Pulmonary dysfunction after coronary artery bypass surgery
Respiratory dysfunction and arterial hypoxemia are common causes of morbidity following cardiac surgery utilizing extracorporeal circulation. Predisposing factors can be classified as (1) related to the surgical procedure such as opening the chest, opening the pleura, trauma, postoperative pleural effusion, hemothorax, or pneumothorax; (2) associated preoperative pathologic changes such as restrictive or obstructive lung disease, chronic lung congestion secondary to heart disease; and (3) related to cardiopulmonary bypass technique with its associated physiologic and histologic changes in the lung structure.

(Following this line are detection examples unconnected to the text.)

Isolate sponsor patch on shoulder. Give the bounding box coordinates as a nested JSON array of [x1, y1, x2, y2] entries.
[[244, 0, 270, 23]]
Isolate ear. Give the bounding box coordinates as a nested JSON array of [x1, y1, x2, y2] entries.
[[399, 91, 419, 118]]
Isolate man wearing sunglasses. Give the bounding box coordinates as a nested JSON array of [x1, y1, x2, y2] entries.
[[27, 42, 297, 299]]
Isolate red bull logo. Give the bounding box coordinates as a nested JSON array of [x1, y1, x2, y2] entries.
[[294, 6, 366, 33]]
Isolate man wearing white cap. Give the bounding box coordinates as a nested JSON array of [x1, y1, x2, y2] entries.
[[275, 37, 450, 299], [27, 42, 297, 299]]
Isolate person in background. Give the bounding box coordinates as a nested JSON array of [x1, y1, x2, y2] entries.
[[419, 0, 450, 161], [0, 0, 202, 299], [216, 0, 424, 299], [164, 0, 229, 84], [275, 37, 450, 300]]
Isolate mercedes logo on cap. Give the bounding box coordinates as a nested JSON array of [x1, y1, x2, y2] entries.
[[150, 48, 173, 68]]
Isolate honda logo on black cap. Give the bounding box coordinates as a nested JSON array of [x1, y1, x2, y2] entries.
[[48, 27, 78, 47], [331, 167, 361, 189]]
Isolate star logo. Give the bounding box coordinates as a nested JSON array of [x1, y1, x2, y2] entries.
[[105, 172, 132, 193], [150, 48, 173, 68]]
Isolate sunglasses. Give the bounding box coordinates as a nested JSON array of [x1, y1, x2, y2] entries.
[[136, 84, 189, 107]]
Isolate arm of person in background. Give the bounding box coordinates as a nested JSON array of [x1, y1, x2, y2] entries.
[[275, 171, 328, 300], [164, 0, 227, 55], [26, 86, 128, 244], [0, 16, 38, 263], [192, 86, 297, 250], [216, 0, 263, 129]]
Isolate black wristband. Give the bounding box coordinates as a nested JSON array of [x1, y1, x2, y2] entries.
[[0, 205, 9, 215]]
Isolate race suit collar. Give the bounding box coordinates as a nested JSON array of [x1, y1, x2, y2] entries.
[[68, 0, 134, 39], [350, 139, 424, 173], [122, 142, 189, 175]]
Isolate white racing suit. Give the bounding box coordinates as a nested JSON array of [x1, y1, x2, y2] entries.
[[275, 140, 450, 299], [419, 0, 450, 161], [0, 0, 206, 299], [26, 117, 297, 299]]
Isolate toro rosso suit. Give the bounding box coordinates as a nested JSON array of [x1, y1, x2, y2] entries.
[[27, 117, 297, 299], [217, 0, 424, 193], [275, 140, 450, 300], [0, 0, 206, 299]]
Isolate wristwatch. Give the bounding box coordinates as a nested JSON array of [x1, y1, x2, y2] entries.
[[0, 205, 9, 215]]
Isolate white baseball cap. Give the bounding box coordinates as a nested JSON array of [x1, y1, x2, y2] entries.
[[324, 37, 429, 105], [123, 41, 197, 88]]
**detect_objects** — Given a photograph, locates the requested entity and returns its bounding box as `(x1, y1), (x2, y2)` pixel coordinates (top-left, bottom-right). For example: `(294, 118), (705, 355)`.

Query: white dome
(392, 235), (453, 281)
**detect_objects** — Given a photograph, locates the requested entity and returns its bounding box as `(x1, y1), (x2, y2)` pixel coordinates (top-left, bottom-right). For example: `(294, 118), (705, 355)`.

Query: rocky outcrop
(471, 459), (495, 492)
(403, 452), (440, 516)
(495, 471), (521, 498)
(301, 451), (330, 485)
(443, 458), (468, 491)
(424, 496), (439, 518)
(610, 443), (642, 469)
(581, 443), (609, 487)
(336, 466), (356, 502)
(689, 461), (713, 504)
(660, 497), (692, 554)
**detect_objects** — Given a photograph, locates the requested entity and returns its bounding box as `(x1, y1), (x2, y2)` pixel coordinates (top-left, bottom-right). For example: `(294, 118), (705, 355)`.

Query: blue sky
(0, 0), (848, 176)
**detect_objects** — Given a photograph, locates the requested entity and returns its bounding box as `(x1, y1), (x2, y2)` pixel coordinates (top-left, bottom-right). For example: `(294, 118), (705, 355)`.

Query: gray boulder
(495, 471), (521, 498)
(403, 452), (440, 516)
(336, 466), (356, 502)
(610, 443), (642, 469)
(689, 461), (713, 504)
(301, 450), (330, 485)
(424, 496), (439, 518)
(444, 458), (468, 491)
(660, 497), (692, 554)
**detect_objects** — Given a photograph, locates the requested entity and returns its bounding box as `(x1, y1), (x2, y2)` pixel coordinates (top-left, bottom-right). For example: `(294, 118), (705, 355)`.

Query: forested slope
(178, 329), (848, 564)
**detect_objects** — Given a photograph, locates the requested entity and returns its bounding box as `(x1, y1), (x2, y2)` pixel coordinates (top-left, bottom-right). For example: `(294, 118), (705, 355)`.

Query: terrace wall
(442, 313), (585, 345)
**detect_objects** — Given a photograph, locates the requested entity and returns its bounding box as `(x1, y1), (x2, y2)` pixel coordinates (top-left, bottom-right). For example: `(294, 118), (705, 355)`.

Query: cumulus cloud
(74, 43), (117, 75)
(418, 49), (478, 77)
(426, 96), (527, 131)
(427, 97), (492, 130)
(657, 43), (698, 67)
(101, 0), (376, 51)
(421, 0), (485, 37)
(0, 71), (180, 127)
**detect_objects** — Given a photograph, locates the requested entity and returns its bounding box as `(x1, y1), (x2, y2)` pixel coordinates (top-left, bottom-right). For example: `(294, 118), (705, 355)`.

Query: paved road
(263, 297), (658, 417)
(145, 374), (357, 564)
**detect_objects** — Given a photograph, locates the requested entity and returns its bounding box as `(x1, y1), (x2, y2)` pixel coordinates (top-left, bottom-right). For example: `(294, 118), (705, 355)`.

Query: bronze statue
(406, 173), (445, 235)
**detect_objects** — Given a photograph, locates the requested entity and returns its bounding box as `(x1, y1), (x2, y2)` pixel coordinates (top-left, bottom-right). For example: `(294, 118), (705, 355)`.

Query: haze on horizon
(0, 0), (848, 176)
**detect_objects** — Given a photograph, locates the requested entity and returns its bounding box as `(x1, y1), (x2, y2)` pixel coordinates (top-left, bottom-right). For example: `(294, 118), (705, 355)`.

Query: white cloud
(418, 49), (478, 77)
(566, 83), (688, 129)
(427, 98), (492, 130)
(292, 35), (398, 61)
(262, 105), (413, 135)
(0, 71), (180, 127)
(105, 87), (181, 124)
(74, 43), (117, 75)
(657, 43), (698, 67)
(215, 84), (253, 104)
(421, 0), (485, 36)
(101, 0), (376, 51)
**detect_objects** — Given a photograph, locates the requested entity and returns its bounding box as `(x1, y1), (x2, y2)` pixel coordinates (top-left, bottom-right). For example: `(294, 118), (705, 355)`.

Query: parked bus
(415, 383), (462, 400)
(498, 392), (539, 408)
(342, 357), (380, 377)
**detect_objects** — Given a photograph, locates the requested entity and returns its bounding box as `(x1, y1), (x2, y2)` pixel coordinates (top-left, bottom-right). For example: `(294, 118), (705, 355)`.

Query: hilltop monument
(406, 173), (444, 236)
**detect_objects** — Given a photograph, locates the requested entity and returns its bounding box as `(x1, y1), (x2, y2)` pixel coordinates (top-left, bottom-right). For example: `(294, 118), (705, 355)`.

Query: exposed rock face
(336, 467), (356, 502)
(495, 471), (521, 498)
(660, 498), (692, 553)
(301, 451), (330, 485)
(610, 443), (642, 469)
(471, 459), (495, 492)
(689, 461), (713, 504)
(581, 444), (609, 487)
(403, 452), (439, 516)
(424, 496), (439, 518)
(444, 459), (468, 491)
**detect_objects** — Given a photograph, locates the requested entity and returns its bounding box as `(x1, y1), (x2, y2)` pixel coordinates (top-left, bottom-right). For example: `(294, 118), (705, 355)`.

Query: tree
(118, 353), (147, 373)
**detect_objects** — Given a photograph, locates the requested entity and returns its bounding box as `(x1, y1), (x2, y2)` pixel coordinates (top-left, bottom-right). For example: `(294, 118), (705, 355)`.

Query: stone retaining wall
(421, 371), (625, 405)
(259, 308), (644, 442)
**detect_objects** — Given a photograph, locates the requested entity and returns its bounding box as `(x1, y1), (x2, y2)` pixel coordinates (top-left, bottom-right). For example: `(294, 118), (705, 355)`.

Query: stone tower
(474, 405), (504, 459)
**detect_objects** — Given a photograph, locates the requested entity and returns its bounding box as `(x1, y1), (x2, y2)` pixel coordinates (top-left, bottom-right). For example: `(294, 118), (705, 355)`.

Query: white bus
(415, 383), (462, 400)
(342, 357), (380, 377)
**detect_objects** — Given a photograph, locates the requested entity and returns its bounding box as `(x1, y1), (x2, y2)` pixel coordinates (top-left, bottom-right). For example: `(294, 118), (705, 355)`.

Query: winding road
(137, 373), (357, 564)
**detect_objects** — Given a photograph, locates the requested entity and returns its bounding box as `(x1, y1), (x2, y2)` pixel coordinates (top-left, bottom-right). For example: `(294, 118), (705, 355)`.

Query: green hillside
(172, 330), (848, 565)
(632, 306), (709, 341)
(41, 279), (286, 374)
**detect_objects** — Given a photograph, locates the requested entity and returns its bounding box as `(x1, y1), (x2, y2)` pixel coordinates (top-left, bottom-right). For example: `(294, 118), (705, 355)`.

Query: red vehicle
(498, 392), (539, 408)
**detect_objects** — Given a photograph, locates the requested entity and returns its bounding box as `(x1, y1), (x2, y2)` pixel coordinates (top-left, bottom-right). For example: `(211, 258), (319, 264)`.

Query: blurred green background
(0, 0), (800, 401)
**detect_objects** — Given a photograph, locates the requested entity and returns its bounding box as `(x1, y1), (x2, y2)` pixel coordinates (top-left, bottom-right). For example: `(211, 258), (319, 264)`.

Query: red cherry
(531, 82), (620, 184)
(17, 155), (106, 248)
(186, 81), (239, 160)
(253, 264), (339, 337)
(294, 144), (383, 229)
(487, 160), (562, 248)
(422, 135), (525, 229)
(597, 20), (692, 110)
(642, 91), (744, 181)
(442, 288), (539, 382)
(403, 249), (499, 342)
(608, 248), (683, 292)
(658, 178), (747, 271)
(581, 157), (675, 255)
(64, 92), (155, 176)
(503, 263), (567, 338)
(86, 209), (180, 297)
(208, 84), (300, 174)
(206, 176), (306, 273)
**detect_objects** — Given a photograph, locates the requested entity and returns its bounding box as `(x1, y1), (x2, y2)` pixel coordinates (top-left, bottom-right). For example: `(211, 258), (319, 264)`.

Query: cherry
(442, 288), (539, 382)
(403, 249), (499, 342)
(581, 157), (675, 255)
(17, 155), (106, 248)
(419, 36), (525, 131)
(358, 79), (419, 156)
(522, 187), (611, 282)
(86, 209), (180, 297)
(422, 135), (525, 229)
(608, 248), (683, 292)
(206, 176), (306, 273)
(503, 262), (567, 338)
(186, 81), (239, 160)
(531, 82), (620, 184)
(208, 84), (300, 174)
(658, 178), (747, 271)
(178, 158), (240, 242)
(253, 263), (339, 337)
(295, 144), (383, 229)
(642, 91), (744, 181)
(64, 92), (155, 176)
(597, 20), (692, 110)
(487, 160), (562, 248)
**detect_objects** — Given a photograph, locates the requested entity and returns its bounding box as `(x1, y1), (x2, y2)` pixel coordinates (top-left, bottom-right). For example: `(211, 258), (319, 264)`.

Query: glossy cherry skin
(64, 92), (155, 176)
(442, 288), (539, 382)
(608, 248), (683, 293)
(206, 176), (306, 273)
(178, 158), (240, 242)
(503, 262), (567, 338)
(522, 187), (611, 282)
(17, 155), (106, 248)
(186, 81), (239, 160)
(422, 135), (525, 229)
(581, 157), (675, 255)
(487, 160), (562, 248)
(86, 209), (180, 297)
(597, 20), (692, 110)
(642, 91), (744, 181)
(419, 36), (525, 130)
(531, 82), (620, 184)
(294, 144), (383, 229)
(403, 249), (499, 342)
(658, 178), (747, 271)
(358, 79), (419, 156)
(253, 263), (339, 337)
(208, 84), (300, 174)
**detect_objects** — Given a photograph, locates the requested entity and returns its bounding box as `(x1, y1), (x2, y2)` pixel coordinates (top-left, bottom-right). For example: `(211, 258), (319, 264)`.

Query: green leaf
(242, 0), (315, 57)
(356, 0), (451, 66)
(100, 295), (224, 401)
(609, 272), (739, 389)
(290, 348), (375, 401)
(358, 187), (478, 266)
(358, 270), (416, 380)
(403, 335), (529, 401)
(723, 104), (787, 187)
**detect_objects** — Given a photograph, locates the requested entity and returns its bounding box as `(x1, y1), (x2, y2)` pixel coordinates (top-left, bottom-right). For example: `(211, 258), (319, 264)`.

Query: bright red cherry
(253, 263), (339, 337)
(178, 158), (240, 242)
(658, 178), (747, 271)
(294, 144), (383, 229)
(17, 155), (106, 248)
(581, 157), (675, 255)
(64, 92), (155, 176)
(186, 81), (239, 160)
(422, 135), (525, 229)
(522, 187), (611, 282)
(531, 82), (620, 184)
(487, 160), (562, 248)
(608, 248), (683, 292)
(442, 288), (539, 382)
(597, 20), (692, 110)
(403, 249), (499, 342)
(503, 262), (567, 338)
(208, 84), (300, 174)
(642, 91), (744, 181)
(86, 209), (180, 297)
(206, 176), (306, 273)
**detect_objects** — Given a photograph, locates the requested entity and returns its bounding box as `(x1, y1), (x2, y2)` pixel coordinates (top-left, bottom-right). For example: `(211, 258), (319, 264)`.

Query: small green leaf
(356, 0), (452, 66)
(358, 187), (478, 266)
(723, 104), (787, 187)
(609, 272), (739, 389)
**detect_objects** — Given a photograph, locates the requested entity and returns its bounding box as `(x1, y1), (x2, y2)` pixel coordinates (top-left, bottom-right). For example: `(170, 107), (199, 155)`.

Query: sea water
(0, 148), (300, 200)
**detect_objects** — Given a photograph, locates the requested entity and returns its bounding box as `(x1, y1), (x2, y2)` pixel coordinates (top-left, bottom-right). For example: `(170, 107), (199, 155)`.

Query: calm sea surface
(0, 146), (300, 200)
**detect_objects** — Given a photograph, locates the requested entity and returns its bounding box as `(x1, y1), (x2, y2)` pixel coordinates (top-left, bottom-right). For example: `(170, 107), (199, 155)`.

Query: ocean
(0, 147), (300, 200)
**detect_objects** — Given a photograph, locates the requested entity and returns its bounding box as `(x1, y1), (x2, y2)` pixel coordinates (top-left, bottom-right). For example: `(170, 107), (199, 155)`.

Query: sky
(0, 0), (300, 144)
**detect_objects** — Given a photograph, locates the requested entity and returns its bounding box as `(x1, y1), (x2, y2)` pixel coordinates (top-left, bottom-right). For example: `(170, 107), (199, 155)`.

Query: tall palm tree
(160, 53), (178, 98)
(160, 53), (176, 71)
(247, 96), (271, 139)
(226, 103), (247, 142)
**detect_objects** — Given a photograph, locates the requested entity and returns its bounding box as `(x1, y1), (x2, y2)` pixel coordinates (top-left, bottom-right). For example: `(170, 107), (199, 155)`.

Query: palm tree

We studied the degree of respiratory dysfunction and the course of recovery in 357 consecutive patients who had undergone coronary artery bypass surgery and were considered clinically capable of supporting their own pulmonary functions without prolonged mechanical assistance after surgery. Postoperative pulmonary management was standardized; all patients were mechanically ventilated overnight. F1O2 and ventilatory parameters were adjusted to maintain PaO2 80 to 120 mm Hg and PaCO2 35 to 40 mm Hg. Patients who had vital capacity 10 to 15 cc/kg body weight, PaO2 >80 mm Hg inspiratory negative Pr >30 cm H2O were weaned from mechanical ventilation. All patients received routine chest physiotherapy until the fifth postoperative day. Computer analysis was used to compare postoperative screening spirometry results done on the seventh postoperative day with preoperative values, which were used as controls. There was a significant reduction in vital capacity, forced vital capacity, forced expiratory flow rate, and peak expiratory flow rate (Table 1). The FEV1/FVC ratio remained the same, indicating that the changes are mainly restrictive and . . .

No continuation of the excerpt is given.